I had two or three days of suspend working perfectly, but now it consistently crashes the computer.

suspending on console (tty3) without X running works, but the crash happens when I switch back to X windows after un-suspending. (with Ctrl-alt-1)

I see errors on the console that relate to the pcibus and dmesg contains a reference to “GPU has fallen off the bus”

The nvidia bug report is attached.nvidia-bug-report.log (1.3 MB)

The following update may be implicated.

Start-Date: 2020-06-12  06:44:50
Commandline: /usr/bin/unattended-upgrade
Install: linux-modules-nvidia-440-5.4.0-37-generic:amd64 (5.4.0-37.41, automatic
)
Upgrade: linux-modules-nvidia-440-generic-hwe-20.04:amd64 (5.4.0-26.30+2, 5.4.0-37.41)
End-Date: 2020-06-12  06:45:06

Seems you also recently updated the system bios, was this at the same time the XID 79 appeared?
Please check if the kernel parameter
intel_idle.max_cstate=1
prevents the gpu falling off the bus.

I did update the bios, but that was after these crashes started

Just before I started getting the problem, I’d had a problem with bluetooth, and I’d had to restart the system several times. The bluetooth problem seemed to be corrected, but on the first suspend after the bluetooth started working, it wouldn’t come out of sleep, so initially I thought it was a bluetooth issue. But looking at the output of dmesg, it seems more likely to be a GPU issue.

James

Ok. Since the 440.82 is already more than 2 months old, I suspect you got the update because the kernel got updated.

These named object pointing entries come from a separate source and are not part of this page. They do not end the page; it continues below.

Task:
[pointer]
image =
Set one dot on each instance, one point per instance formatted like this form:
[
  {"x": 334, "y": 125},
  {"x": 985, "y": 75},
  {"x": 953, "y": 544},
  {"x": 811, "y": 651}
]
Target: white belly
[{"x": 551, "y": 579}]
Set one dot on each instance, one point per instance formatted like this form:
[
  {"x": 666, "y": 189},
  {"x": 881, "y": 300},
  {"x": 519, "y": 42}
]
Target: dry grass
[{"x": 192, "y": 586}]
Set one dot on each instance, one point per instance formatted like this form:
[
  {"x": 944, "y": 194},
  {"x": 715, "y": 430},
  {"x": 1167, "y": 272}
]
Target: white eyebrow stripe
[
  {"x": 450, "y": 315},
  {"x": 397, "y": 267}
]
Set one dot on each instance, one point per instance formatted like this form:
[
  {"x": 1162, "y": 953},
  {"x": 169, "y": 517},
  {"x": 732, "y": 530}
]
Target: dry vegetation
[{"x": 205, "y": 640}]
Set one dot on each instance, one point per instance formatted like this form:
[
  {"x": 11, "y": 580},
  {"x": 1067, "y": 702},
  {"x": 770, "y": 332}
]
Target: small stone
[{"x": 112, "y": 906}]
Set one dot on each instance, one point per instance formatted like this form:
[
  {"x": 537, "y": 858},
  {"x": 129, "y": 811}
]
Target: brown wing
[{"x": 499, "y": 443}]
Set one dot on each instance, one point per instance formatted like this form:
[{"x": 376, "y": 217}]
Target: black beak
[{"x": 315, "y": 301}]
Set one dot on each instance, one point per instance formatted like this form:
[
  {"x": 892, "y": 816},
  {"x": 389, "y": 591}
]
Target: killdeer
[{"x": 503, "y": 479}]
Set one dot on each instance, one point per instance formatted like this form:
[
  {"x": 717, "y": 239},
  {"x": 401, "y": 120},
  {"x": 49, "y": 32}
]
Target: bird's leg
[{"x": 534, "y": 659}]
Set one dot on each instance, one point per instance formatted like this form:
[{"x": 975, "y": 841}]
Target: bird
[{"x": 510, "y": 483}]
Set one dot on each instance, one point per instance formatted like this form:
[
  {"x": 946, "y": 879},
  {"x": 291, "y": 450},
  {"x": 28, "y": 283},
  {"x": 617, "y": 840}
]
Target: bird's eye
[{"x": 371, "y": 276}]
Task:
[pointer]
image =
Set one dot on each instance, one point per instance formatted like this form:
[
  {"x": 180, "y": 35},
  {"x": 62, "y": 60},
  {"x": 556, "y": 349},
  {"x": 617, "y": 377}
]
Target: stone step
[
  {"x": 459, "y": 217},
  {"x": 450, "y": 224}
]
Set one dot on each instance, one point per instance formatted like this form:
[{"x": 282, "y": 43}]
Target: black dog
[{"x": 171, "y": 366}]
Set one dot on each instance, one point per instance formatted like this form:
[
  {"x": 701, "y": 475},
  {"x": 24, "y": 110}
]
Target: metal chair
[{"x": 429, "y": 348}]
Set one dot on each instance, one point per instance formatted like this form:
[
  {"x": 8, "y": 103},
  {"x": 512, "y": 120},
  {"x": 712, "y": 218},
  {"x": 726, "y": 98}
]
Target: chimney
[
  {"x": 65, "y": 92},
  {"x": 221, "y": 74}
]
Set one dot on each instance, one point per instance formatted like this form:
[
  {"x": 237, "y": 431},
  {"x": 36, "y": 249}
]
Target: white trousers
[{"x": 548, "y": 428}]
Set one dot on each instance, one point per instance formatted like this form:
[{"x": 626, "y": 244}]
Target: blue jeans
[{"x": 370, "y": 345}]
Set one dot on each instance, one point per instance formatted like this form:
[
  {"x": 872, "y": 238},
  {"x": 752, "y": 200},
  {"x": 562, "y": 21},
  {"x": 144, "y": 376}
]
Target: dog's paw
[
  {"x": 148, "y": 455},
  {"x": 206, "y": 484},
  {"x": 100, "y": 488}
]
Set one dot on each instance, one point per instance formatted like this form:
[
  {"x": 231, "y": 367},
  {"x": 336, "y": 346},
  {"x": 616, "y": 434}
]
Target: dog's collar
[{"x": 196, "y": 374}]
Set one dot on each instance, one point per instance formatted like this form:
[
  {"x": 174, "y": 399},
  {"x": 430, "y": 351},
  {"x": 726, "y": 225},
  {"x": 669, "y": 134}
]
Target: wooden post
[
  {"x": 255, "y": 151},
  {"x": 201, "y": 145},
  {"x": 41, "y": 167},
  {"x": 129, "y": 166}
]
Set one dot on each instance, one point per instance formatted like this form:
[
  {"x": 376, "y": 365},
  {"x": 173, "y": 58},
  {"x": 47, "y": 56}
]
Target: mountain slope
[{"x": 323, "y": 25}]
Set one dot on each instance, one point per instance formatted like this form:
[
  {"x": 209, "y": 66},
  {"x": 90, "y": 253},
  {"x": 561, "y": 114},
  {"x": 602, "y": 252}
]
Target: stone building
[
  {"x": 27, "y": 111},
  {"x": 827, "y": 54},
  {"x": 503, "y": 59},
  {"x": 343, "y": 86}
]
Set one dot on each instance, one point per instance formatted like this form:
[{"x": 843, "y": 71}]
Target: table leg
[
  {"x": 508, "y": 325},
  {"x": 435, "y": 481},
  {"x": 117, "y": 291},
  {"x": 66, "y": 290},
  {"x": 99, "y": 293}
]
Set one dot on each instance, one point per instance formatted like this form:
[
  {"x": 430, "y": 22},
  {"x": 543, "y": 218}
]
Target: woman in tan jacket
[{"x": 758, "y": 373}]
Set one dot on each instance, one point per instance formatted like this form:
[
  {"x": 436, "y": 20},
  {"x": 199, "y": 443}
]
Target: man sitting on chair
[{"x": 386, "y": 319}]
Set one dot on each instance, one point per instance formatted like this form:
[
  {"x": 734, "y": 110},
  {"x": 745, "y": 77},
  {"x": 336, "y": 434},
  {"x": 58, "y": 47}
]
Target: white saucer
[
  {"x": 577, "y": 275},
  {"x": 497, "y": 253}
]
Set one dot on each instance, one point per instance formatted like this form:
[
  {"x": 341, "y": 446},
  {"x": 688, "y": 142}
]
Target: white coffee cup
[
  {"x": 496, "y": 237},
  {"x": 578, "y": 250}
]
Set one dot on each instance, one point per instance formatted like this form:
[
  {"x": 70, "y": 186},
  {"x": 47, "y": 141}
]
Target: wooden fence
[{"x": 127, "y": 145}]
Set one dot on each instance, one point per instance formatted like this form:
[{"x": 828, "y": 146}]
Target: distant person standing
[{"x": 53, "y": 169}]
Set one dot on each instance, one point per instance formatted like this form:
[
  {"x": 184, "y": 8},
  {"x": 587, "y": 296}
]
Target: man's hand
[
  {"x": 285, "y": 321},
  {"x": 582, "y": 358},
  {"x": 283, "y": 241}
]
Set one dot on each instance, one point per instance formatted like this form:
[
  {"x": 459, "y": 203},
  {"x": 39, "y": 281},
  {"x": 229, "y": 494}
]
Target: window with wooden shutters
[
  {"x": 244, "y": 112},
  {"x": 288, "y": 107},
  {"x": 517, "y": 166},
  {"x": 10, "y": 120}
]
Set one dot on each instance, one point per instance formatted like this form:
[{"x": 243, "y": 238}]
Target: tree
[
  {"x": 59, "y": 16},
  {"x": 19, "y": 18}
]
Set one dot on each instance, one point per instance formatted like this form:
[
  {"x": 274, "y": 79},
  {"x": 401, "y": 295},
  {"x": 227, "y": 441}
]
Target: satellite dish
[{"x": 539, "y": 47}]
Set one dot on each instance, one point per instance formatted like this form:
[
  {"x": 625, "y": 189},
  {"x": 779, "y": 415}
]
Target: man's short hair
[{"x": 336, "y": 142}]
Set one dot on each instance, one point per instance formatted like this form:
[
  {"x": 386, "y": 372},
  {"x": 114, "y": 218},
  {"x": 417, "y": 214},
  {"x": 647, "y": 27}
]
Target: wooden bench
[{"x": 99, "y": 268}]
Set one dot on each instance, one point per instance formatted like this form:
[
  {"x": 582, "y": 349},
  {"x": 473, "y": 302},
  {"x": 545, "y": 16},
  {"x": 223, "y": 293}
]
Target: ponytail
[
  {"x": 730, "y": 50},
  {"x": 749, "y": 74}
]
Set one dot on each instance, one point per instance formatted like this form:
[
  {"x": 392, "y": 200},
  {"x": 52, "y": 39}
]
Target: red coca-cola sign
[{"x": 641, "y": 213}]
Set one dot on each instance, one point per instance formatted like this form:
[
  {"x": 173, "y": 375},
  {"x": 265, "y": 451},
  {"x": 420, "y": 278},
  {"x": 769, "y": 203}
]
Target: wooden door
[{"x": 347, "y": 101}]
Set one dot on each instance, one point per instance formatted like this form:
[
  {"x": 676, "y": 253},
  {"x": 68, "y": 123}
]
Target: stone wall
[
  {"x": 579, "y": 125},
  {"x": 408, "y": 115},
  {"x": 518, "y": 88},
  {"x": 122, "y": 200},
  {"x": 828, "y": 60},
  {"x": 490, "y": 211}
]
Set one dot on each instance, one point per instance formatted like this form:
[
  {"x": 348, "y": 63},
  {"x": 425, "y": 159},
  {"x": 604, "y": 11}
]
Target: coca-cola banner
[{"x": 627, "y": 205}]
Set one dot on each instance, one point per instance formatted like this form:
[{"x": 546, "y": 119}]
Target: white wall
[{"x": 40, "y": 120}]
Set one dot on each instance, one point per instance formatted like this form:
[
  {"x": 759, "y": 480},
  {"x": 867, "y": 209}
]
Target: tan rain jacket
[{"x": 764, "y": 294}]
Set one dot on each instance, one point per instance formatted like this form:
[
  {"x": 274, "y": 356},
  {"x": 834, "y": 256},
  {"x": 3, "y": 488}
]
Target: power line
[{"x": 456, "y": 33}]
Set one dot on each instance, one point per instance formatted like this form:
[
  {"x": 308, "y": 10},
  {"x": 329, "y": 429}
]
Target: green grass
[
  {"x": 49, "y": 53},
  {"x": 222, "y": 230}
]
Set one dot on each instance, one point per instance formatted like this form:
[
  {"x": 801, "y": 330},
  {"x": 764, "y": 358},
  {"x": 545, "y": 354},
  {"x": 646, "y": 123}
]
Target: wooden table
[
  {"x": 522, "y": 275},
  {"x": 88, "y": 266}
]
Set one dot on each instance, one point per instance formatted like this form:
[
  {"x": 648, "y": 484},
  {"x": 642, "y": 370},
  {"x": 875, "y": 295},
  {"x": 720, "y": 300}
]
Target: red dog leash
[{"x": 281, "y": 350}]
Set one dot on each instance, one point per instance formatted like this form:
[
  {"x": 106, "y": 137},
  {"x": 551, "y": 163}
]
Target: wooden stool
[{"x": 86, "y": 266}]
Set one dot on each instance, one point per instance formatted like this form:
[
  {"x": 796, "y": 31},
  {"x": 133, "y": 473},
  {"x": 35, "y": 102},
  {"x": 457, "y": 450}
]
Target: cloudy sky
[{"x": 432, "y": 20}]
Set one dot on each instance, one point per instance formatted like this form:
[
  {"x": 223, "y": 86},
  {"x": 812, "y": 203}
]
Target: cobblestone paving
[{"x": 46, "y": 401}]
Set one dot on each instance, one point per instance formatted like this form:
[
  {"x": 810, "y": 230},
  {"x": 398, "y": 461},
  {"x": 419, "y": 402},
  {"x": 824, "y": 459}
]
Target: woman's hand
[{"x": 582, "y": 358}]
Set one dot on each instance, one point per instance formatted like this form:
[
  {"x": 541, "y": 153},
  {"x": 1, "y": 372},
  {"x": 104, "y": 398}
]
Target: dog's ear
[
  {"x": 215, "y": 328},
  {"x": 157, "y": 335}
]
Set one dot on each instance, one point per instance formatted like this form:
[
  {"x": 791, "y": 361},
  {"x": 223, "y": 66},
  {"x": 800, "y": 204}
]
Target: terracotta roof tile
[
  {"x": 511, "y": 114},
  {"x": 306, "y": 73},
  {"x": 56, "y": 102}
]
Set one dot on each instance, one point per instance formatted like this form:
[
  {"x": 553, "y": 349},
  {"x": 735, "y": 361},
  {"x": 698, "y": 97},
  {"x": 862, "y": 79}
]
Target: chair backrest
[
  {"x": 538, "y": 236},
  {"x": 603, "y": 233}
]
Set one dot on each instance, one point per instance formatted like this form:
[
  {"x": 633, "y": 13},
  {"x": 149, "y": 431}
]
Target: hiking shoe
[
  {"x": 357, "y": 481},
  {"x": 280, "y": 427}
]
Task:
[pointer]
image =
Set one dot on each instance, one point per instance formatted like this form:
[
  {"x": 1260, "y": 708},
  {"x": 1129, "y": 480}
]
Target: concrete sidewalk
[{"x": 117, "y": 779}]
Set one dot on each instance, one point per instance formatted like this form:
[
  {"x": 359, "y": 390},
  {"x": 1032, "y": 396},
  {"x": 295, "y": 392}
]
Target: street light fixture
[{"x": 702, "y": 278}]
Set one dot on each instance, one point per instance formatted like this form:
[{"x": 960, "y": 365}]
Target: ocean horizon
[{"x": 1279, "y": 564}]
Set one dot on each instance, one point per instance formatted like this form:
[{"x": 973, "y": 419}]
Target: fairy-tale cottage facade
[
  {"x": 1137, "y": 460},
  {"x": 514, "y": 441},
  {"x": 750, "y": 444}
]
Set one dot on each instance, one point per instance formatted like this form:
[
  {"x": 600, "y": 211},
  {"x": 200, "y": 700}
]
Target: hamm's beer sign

Please check in grub menu if you can boot an older kernel to check if this is a kernel regression.

I added the boot parameter, but there was no change.

Here is the dmesg logdmcrash.txt (92.0 KB)

Will try with older kernel. and report back

With an older kernel I had exactly the same crash.

I only had two kernels (this is a new computer) 5.4.0-26 and 5.4.0-37 Same crash/hang on resume with both.

In all cases I can resume to a non-graphical terminal, but hang when switching to gdm

I get the same errors on dmesg
dmcrash.txt (90.3 KB)

Update:

using the kernel parameter pcie_aspm=off, I have been able to suspend and unsuspend the computer. Following the suggestion at https://askubuntu.com/questions/868321/gpu-has-fallen-off-the-bus-nvidia

I’m somewhat concerned about what the side effects of this is, is the only effect slightly lower battery life?

Yes, only side-effect is slighly higher power consumption, otherwise safe to disable. Many notebooks have it disabled by bios anyway.

1 Like

I have been having the same problem, but pcie_aspm=off did not fix it (in fact, I think it might be being ignored entirely). Are there other possible fixes?